Experiment 1 indicated that in barley meal diets of similar protein content sequential replacement of up to half the meat meal by fish meal resulted in significant linear improvements in both the rate and efficiency of gain of pigs growing from 55 to 85 lb live weight, but not thereafter.

In Experiment 2 improvements were found in the rate and efficiency of gain between 45 and 85 lb live weight when either half or all the dietary meat meal was replaced by fish meal. Advantages in growth performance due to including fish meal in the diet were not evident after pigs reached 85 lb live weight.

In Experiment 3, pigs fed from 45 to 85 lb live weight a barley diet containing meat meal supplemented with 0.5% lysine monohydrochloride grew at a rate and efficiency of gain similar to those of pigs receiving a 50/50 mixture of fish meal and meat meal in their diet.
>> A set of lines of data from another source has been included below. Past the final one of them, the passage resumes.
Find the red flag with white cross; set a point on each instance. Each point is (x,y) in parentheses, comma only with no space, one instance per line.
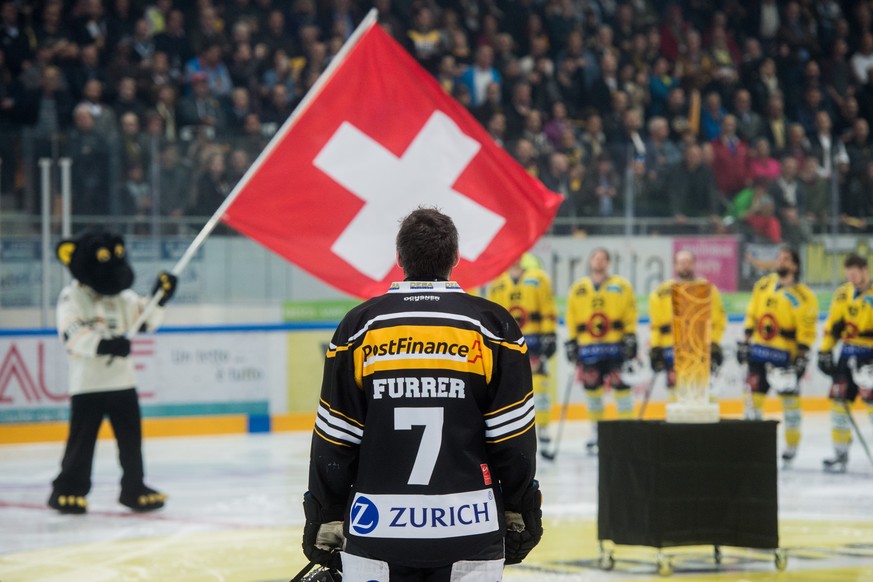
(375,140)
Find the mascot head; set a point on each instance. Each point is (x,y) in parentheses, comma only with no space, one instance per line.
(98,259)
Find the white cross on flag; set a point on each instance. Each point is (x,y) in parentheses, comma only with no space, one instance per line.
(378,138)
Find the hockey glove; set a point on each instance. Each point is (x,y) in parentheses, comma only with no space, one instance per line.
(167,282)
(659,362)
(571,348)
(524,528)
(716,358)
(743,349)
(629,347)
(114,346)
(549,344)
(800,364)
(322,542)
(826,363)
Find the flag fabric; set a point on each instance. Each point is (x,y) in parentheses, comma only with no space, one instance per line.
(379,139)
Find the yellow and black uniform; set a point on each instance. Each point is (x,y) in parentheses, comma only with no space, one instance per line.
(601,325)
(849,321)
(779,330)
(530,300)
(661,318)
(425,430)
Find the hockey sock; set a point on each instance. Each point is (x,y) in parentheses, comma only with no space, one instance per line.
(542,400)
(841,429)
(791,411)
(624,404)
(757,411)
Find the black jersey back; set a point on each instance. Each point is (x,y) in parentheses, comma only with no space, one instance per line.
(425,425)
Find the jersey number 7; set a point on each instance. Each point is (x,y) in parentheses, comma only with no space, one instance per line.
(431,439)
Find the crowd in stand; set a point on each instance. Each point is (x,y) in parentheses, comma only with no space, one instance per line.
(725,116)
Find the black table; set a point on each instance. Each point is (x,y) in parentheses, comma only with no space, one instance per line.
(674,484)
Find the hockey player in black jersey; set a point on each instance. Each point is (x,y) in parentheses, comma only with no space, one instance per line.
(424,449)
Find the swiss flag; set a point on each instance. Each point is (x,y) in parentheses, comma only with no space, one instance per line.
(376,139)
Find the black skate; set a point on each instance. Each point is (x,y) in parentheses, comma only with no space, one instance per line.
(143,499)
(837,464)
(70,504)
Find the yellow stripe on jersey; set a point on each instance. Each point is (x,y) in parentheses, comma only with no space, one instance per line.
(338,413)
(436,347)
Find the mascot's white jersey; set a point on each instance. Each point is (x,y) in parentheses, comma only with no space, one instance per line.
(86,317)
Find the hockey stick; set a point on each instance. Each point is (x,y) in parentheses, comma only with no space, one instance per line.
(302,573)
(858,431)
(550,455)
(647,395)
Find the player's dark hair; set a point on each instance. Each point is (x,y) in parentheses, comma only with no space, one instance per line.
(795,258)
(855,260)
(427,245)
(601,250)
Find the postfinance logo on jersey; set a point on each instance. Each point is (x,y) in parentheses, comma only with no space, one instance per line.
(423,516)
(423,347)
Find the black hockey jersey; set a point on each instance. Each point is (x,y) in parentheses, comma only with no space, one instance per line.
(425,428)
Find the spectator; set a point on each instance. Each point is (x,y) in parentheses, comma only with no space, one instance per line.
(692,190)
(789,197)
(89,152)
(200,108)
(730,162)
(209,64)
(761,163)
(750,125)
(481,74)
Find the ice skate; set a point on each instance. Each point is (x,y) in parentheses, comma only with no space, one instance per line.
(70,504)
(143,499)
(836,464)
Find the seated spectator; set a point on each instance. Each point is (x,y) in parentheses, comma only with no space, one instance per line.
(730,162)
(752,212)
(200,108)
(789,196)
(692,190)
(761,163)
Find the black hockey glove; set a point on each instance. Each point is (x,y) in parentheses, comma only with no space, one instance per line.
(167,282)
(826,363)
(800,364)
(571,348)
(114,346)
(322,542)
(659,362)
(743,349)
(550,344)
(524,527)
(629,347)
(716,358)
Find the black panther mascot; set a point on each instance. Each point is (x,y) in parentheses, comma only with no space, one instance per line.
(95,312)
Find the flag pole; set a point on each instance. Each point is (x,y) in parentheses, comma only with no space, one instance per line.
(367,23)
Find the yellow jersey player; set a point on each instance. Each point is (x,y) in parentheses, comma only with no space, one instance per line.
(850,321)
(661,317)
(525,290)
(601,325)
(779,330)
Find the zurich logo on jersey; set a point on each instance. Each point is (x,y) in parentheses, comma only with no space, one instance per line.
(364,516)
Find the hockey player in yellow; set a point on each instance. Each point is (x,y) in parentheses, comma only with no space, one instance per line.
(601,326)
(779,330)
(661,317)
(525,290)
(850,321)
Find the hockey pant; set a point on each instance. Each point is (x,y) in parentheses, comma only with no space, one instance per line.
(86,416)
(360,569)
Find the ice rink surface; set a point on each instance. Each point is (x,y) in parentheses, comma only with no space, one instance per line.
(234,514)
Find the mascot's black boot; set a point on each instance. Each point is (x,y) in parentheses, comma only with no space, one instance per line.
(73,504)
(142,499)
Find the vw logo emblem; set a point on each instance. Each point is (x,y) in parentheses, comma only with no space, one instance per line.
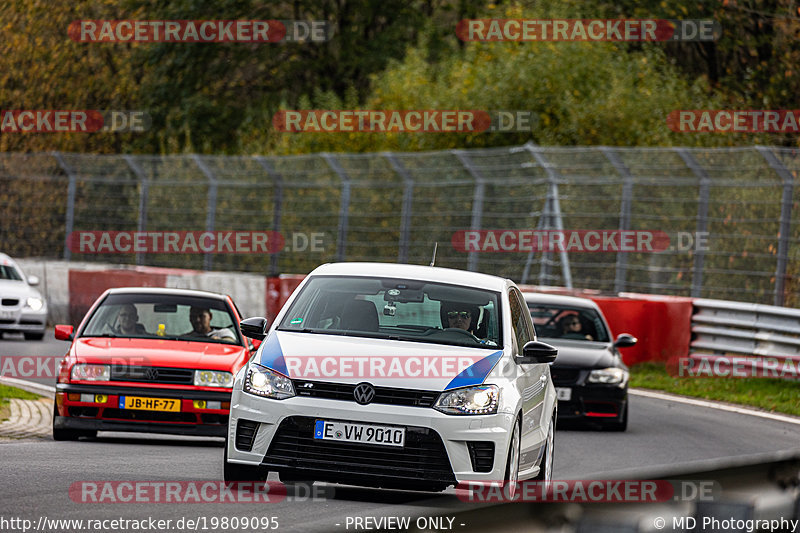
(364,393)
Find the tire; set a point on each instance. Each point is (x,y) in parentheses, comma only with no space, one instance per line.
(63,434)
(622,423)
(510,483)
(546,466)
(237,472)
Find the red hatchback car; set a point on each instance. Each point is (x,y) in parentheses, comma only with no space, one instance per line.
(150,360)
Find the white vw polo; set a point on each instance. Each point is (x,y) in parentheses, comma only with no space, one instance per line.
(395,376)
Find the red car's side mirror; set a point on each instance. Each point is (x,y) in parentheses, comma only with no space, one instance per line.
(64,333)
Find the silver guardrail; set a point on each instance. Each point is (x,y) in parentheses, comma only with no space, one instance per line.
(721,329)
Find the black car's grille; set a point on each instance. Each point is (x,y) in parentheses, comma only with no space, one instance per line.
(152,374)
(245,434)
(481,453)
(423,459)
(564,376)
(385,395)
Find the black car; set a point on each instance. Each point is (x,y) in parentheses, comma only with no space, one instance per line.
(590,378)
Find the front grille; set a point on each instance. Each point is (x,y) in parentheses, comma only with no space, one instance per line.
(422,461)
(564,376)
(155,416)
(481,453)
(245,434)
(384,395)
(151,374)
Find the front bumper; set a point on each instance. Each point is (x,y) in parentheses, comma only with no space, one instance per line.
(104,413)
(437,453)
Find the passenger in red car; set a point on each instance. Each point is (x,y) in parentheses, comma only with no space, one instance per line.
(201,322)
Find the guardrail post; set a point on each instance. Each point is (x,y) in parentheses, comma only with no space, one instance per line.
(69,224)
(477,201)
(141,224)
(277,208)
(621,274)
(552,217)
(702,217)
(405,210)
(211,212)
(344,207)
(785,222)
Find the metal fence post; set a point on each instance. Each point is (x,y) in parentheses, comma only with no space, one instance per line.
(344,208)
(69,224)
(702,217)
(405,210)
(785,222)
(621,274)
(211,212)
(477,201)
(277,179)
(552,217)
(141,224)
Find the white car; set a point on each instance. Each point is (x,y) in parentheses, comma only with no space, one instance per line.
(22,308)
(396,376)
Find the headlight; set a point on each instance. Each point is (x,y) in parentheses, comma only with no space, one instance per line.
(609,376)
(481,400)
(35,303)
(212,378)
(268,384)
(87,372)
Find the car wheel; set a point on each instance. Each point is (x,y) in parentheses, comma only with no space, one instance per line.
(546,466)
(621,424)
(237,472)
(63,434)
(510,484)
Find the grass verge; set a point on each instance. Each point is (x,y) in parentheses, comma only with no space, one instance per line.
(7,393)
(776,395)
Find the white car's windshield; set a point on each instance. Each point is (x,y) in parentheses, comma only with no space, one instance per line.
(565,322)
(163,316)
(399,309)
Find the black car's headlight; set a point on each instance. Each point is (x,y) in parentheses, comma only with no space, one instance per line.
(264,382)
(608,376)
(480,400)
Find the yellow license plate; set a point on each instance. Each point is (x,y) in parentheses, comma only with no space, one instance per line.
(149,404)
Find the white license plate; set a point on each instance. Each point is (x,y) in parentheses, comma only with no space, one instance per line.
(362,433)
(564,393)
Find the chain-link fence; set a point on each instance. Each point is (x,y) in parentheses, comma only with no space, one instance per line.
(395,206)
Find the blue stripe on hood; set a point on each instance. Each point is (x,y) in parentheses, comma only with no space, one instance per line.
(272,355)
(476,373)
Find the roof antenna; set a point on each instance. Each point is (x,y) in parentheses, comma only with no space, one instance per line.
(435,247)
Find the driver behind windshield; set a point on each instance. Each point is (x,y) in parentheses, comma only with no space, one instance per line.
(461,316)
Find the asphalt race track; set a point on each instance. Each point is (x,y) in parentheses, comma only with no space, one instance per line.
(37,474)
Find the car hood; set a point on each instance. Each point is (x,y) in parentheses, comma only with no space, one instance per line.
(384,363)
(582,354)
(17,289)
(158,352)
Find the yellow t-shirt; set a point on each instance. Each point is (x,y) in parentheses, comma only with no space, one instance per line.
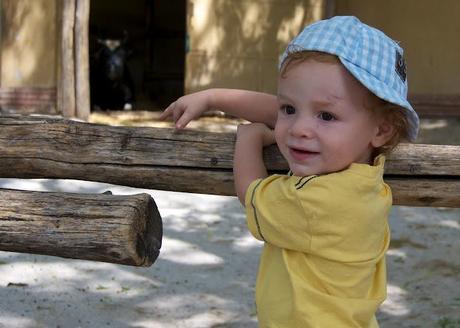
(323,262)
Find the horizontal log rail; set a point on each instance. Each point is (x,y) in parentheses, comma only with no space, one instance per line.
(99,227)
(190,161)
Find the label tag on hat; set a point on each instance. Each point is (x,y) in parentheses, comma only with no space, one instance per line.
(401,66)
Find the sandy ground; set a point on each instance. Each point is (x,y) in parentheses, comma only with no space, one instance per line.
(206,271)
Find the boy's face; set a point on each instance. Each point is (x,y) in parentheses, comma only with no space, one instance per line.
(322,124)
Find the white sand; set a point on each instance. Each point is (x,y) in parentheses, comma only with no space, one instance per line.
(206,271)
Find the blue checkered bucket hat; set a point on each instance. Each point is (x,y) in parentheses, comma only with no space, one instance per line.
(369,55)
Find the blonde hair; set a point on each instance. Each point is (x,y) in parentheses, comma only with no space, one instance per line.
(393,114)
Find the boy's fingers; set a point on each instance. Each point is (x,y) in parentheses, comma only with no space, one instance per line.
(167,112)
(183,120)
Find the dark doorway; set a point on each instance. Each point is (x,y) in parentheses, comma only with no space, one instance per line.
(154,33)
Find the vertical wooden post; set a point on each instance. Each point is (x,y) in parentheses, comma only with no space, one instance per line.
(66,75)
(82,93)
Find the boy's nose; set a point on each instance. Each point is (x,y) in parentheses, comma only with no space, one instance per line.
(302,128)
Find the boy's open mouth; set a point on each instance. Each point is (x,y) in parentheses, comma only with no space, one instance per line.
(301,154)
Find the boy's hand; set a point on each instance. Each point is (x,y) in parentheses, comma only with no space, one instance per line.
(187,108)
(248,164)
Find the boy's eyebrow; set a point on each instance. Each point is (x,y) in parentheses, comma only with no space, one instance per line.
(321,101)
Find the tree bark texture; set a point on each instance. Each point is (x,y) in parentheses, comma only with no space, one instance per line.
(190,161)
(117,229)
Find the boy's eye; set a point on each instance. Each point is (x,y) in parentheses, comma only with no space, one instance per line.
(325,116)
(289,110)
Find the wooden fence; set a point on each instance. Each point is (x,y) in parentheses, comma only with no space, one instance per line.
(153,158)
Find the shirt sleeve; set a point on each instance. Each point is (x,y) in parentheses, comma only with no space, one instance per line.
(275,214)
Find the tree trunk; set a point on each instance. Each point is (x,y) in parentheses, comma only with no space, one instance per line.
(190,161)
(100,227)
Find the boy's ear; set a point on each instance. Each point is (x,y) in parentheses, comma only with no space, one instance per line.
(384,132)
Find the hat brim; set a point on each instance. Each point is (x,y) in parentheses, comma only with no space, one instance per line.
(383,91)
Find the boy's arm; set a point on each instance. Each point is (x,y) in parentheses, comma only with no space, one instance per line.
(250,105)
(248,162)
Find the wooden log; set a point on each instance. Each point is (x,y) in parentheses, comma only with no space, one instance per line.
(66,72)
(100,227)
(82,98)
(191,161)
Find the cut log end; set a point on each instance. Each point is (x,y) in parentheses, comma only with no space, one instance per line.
(107,228)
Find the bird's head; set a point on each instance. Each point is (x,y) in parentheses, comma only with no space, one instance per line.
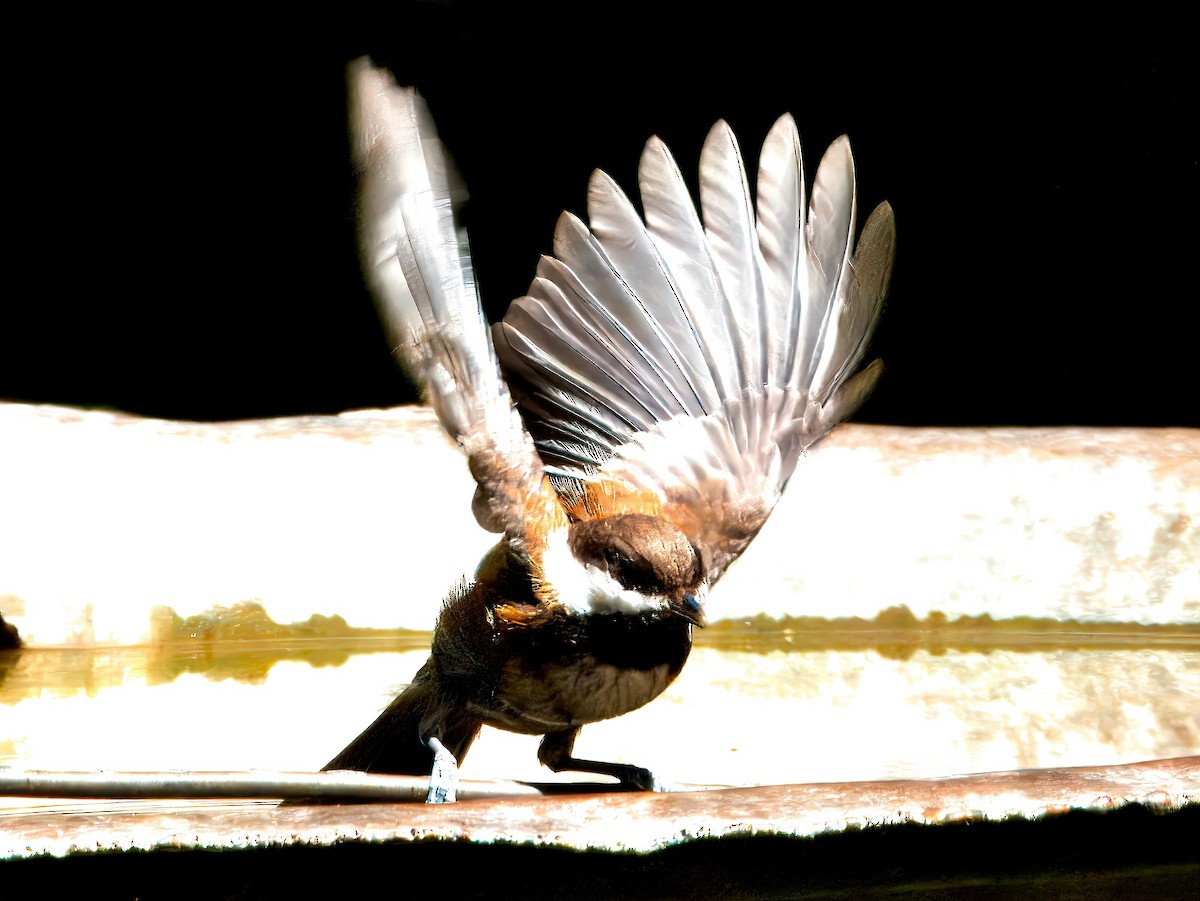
(625,563)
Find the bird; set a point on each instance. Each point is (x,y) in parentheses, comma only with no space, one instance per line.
(630,422)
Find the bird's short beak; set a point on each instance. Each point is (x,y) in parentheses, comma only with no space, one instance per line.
(691,610)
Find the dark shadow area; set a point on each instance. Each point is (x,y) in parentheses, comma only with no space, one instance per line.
(1132,853)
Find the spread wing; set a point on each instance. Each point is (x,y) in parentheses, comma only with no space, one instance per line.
(418,263)
(689,361)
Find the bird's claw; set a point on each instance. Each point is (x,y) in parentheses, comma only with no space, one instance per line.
(641,778)
(444,775)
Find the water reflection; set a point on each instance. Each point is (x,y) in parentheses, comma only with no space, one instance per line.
(748,709)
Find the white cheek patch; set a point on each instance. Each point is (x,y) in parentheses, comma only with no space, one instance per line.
(587,589)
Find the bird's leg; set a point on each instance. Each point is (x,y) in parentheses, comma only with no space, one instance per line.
(555,751)
(444,775)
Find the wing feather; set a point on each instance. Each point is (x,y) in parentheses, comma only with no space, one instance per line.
(417,259)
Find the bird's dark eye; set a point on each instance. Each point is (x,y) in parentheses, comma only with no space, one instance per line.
(643,553)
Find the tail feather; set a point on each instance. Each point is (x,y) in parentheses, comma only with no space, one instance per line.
(396,742)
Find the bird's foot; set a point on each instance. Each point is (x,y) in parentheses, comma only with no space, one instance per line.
(444,775)
(639,778)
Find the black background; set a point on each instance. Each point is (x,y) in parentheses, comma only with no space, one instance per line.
(180,218)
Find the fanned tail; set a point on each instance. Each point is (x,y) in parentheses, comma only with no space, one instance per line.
(395,743)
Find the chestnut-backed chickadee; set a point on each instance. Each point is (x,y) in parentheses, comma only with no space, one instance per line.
(630,422)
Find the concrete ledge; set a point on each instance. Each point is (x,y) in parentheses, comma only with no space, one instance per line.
(108,520)
(610,821)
Only in Experiment 2 was there a difference between treatments in the lean content of dissected sample joints. Those from carcasses of pigs which had received fish meal as the sole protein concentrate throughout con:ained more lean than those from pigs which had received either a mixture of meat meal and fish meal in their diet up to 85 lb live weight and then just meat meal, or meat meal alone throughout. They also contained less fat than the latter.

A trained taste panel were unable to detect any effect of dietary treatment on the incidence of off-flavour or off-odour in cold roasted joints taken from the carcasses of pigs completing Experiment 1. Although there was some indication in Experiment 2 that as the proportion of fish meal in the diet increased from 0 to 14% the incidence of these characteristics increased, judges were inconsistent in detection.